Como pode ser visto, nada poderia estar mais longe do caráter emancipatório da transição socialista do que a acumulação burocrática. Mas, além disso, toda a legislação destinada à emancipação da mulher e à superação das características mais patriarcais e retrógradas da família foi revertida. Das tentativas ou esboços de socialização das tarefas domésticas nada foi deixado no altar da glorificação da “família socialista”.

Tudo sugere que a explicação subjacente a esta inversão, acompanhando a reviravolta reacionária do estalinismo em todos os campos, foi que a burocracia se assustou com a queda sistemática da taxa de natalidade após a revolução de 1917, ligada à modernização dos laços sociais na sociedade como um todo e também na família. Isto não diminui o fato de que as formulações iniciais “idealistas” foram submetidas ao peso da experiência concreta da tendência para a extensão da família. Tudo isso foi muito debatido na URSS na década de 1920. No entanto, na década de 1930 foi mais uma questão do fato de que a virada para a acumulação burocrática acelerada exigiu um aumento da taxa de natalidade.
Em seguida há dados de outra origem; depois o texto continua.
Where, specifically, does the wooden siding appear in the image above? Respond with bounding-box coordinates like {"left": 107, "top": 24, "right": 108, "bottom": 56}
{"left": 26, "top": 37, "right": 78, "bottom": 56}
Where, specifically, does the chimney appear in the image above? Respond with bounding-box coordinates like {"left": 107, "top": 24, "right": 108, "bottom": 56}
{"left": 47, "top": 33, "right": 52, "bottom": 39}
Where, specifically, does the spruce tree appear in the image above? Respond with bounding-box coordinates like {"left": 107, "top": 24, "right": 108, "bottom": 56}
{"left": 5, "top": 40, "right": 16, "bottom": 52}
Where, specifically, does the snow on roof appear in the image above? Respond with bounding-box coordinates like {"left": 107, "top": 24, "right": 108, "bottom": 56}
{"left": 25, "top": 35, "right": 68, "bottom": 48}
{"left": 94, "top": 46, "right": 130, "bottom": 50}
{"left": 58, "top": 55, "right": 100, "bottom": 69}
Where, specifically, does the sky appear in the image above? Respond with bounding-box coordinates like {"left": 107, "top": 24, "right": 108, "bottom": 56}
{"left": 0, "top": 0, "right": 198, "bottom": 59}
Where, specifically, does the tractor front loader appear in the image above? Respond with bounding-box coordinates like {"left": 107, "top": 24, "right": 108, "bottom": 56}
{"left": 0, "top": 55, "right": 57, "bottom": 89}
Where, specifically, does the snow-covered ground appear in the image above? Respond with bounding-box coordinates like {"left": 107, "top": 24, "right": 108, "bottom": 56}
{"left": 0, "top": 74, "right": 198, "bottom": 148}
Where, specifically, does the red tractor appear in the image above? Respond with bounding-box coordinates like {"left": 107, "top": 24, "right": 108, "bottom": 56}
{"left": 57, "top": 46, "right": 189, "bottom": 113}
Se todos os índices fossem de crescimento bruto, se o que prevalecia era a kul’t bala (política de produto bruto), apenas uma taxa de natalidade crescente poderia ser funcional à acumulação burocrática: “O Estado prosseguiu sua própria agenda através da lei de 1936, que não era necessariamente compartilhada pela população soviética. Tadevosian admitiu após a Segunda Guerra Mundial que “a alta fertilidade da família soviética foi um dos propósitos básicos do Estado socialista com a publicação do decreto de 27 de junho de 1936 sobre a proibição do aborto” (…) A ênfase pro natalista da lei, que elogiava as famílias de 7 ou 8 filhos, ridicularizava as condições sociais e acrescentava imensamente ao pesado fardo do trabalho e da maternidade já suportado pelas mulheres” (idem, p. 314).
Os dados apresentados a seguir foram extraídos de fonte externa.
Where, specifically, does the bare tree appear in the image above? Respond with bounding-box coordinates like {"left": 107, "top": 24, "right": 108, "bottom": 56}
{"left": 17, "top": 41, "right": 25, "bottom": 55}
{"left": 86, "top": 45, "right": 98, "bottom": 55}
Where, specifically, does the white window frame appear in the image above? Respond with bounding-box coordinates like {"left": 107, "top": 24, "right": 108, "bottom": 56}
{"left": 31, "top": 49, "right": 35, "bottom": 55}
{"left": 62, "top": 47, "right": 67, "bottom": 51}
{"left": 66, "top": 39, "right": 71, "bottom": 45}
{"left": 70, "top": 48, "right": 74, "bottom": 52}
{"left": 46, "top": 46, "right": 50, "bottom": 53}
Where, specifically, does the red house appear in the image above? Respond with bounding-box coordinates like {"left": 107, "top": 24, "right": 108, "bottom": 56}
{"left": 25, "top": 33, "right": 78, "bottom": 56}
Este processo de recolocação da mulher na família, que segundo Moshe Lewin não perdeu seu caráter patriarcal, foi funcional à acumulação burocrática e, portanto, à inversão quase completa das tendências emancipatórias que ocorreram na década de 1930.
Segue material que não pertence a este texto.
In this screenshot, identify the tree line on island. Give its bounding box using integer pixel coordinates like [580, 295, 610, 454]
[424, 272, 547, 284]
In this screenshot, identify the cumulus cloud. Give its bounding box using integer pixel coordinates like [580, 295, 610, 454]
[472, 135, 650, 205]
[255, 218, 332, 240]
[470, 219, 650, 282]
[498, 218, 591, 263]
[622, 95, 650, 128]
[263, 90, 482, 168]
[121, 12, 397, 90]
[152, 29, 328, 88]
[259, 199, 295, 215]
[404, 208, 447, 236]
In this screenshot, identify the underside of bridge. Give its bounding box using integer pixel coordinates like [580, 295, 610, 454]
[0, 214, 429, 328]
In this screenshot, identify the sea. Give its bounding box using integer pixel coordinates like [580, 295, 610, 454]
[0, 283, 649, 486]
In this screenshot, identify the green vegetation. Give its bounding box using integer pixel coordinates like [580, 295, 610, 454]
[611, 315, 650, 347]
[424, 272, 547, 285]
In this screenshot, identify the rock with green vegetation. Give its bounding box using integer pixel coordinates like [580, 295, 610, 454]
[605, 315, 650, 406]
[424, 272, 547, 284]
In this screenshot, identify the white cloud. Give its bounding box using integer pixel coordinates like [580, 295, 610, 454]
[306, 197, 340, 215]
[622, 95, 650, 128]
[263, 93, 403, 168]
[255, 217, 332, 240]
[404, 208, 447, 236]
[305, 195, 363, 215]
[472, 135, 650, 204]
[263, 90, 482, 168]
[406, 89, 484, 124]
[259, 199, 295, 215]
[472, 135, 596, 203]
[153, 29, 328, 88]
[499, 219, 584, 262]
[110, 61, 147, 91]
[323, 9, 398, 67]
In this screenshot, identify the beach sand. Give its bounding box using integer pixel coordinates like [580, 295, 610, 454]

4.5 Acumulação primitiva, socialista e burocrática

“Eu já vi tudo isso antes. Já ouvi as mesmas discussões. Na Rússia, onde ocorreu a maior revolução da história, havia um partido com 20 milhões de pessoas à frente. Mas o que aconteceu, por que foi derrubado? Isso aconteceu porque a qualidade não podia ser alcançada na área onde era mais importante, nos bens produzidos para consumo humano. Para satisfazer as necessidades do povo” (Juan Sanchez Monroe, ex-embaixador cubano na Iugoslávia, citado por A. Woods).

Isto nos leva de volta à discussão sobre o tipo de acumulação a ser promovida na transição. Classicamente, a discussão tinha sido estabelecida por Preobrajensky em A Nova Economia. Corretamente, ele argumentou que dado o baixo desenvolvimento das forças produtivas na ex-URSS nos anos 1920, a acumulação deveria ser baseada na transferência de mão-de-obra excedente e/ou mais-valia e renda (esta última, um componente da mais-valia agrária) desde a produção agrária para o complexo industrial estatizado. Parte desses mecanismos era também o monopólio do comércio exterior, embora aqui as transferências de valor (em um sentido ou outro) operem com a economia mundial.

A analogia foi feita com o capitalismo, cuja acumulação primitiva foi o período que precedeu a acumulação capitalista propriamente dita e ocorreu sob outros métodos que não aqueles específicos do capitalismo. Ou seja, não se tratava de acumulação sob formas puramente econômicas de extração de mais-valia, mas uma espécie de acumulação anterior sobre bases “políticas” que tinham a ver com a força: apropriação da propriedade agrária dos camponeses, exploração colonial etc. Analogamente, o mesmo aconteceria com a produção agrária camponesa na transição, embora ao mesmo tempo promovendo a industrialização para garantir a aliança operária e camponesa com base em ter cada vez mais produtos industriais abundantes e eficientes para o campo.

Agora, se a acumulação capitalista primitiva tivesse sido uma condição para a acumulação capitalista como tal, no caso da ex-URSS a “acumulação socialista primitiva” da década de 1920 na ex-URSS derivou, através da ascensão do estalinismo, para a acumulação burocrática, não para a acumulação socialista.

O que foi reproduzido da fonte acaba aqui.